DocketNumber: 2080464
Citation Numbers: 41 So. 3d 79, 2009 Ala. Civ. App. LEXIS 443
Judges: Bryan, Thomas, Moore, Thompson
Filed Date: 8/7/2009
Status: Precedential
Modified Date: 10/19/2024
M.B. and E.B. (“the maternal grandparents”) appeal a judgment of the Jefferson
This is the second time this case has been before this court on appeal. In M.B. v. S.B., 12 So.3d 1217 (Ala.Civ.App.2009), we set forth the procedural history of this case as follows:
“On May 26, 2006, the maternal grandparents filed a complaint alleging that the children were dependent, a custody affidavit, and a petition seeking custody of the children. The maternal grandparents’ dependency complaint alleged, among other things, that the mother had become unable to adequately care for the children because she had ‘developed a dependence’ on drugs and alcohol.
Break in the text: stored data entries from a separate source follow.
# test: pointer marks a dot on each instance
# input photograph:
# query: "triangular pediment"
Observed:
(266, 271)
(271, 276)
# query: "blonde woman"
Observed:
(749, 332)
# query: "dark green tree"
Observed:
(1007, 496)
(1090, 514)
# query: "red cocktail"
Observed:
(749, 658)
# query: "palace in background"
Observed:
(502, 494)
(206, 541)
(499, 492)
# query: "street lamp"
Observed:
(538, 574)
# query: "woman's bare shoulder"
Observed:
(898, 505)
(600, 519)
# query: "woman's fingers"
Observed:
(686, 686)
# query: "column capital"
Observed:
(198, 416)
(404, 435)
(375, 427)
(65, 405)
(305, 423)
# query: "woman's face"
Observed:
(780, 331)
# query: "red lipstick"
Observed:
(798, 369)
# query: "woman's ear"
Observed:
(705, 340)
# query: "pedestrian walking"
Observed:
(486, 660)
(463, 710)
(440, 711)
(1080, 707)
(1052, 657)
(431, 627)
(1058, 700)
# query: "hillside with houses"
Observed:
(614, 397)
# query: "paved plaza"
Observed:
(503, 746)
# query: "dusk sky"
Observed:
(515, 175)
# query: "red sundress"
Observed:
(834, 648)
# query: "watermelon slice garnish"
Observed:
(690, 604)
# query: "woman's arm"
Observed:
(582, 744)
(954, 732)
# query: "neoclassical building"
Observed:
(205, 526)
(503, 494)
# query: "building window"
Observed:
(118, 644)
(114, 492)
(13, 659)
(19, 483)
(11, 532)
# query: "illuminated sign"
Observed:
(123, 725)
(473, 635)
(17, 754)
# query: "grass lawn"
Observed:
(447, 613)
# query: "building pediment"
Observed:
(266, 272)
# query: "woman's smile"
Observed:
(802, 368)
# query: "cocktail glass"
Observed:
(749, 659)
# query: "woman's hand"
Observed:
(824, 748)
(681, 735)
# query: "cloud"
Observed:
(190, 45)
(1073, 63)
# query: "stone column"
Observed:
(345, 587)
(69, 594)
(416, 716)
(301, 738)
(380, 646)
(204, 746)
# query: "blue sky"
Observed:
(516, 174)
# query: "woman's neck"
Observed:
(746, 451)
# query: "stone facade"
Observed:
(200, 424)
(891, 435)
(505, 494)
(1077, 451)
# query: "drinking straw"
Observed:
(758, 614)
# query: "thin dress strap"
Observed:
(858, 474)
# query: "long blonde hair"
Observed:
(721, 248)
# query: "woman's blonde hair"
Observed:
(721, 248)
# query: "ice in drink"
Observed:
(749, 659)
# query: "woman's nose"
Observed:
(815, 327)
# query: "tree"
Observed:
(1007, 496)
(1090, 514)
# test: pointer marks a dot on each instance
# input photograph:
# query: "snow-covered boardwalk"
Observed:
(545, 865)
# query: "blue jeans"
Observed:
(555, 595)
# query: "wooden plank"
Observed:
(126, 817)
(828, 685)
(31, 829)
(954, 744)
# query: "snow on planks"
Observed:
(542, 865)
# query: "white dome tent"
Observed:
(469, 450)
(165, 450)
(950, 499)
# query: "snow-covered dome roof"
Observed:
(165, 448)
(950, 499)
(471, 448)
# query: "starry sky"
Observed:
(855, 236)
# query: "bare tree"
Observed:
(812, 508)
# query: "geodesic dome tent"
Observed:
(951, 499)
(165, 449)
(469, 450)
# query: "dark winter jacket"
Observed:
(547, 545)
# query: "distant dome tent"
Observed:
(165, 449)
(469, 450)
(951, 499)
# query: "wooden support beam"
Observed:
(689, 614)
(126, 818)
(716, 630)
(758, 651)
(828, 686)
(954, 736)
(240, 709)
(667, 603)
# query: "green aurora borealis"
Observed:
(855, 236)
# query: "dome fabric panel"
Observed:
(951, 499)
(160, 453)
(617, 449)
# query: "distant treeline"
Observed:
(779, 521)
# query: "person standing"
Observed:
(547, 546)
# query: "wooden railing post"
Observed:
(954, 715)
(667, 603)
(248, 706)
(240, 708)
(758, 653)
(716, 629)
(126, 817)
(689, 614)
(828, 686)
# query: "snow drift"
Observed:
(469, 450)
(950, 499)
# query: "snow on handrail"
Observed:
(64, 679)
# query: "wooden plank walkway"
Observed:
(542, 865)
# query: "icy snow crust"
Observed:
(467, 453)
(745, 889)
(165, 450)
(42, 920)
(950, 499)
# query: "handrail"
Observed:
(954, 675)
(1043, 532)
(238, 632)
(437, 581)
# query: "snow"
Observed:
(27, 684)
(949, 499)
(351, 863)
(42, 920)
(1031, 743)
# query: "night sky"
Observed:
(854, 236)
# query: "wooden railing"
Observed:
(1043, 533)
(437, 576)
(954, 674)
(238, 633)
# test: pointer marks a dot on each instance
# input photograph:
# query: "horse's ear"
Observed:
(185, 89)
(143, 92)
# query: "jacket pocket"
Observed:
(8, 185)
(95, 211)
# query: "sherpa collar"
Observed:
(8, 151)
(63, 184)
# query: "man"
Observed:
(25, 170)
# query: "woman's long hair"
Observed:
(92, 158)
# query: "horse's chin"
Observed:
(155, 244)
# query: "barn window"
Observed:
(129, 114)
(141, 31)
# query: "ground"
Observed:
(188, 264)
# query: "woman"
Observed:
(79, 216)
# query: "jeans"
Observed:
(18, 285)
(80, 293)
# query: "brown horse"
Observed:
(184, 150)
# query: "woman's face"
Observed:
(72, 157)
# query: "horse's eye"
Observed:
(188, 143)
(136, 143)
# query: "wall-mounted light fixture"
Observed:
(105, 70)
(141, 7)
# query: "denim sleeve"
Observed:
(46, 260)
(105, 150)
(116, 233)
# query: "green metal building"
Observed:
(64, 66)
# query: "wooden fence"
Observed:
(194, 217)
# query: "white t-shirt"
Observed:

In June 2006, the Jefferson County Department of Human Resources (‘DHR’) conducted a home evaluation of the maternal grandparents and concluded that the maternal grandparents were able to provide ‘a safe, stable, and secure environment for [the children].’ After conducting a hearing, the juvenile court, on July 26, 2006, entered an order that, among other things, found the children to be dependent based on a stipulation of the parties, awarded the custody of the children to the maternal grandparents, and awarded the mother visitation with the children ‘as agreed to and arranged by the parties.’ The juvenile court’s July 26, 2006, order also required that the mother participate in individual counseling, that the mother obtain and maintain stable housing and employment, and that the mother ‘successfully complete drug treatment to be followed by aftercare and at least six months of random drug screens.’
“On July 31, 2007, the mother filed an ‘emergency petition to modify,’ alleging that there had been a ‘material and substantial change in circumstances’ since the entry of the juvenile court’s July 26, 2006, order; specifically, the mother alleged that the maternal grandparents had refused to allow the mother to exercise ‘reasonable visitation’ with the children. In September 2007, DHR conducted a home evaluation of the mother and concluded, among other things, that the mother was able ‘to offer [the children] safety, security, and love.’ In November 2007, the mother filed an ‘emergency motion for contempt,’ again alleging that the maternal grandparents had failed to allow her to exercise reasonable visitation with the children. After conducting a hearing, the juvenile court, on February 4, 2008, entered an order setting forth a more specific visitation schedule for the mother.
“After conducting an ore tenus proceeding, the juvenile court, on July 18, 2008, entered a judgment modifying the custody of the children by transferring their custody from the maternal grandparents to the mother and awarding the maternal grandparents certain visitation rights. On July 31, 2008, the maternal grandparents moved the juvenile court to alter, amend, or vacate its July 18, 2008, judgment. Then, on August 18, 2008, the juvenile court entered an order purporting to deny the maternal grandparents’ motion to alter, amend, or vacate. The maternal grandparents filed a notice of appeal on August 25, 2008.”
12 So.3d at 1218-19 (footnotes omitted).
In M.B., the maternal grandparents argued that the juvenile court had “failed to apply the standard set forth in” Ex parte McLendon, 455 So.2d 863 (Ala.1984) (“the McLendon standard”). 12 So.3d at 1219.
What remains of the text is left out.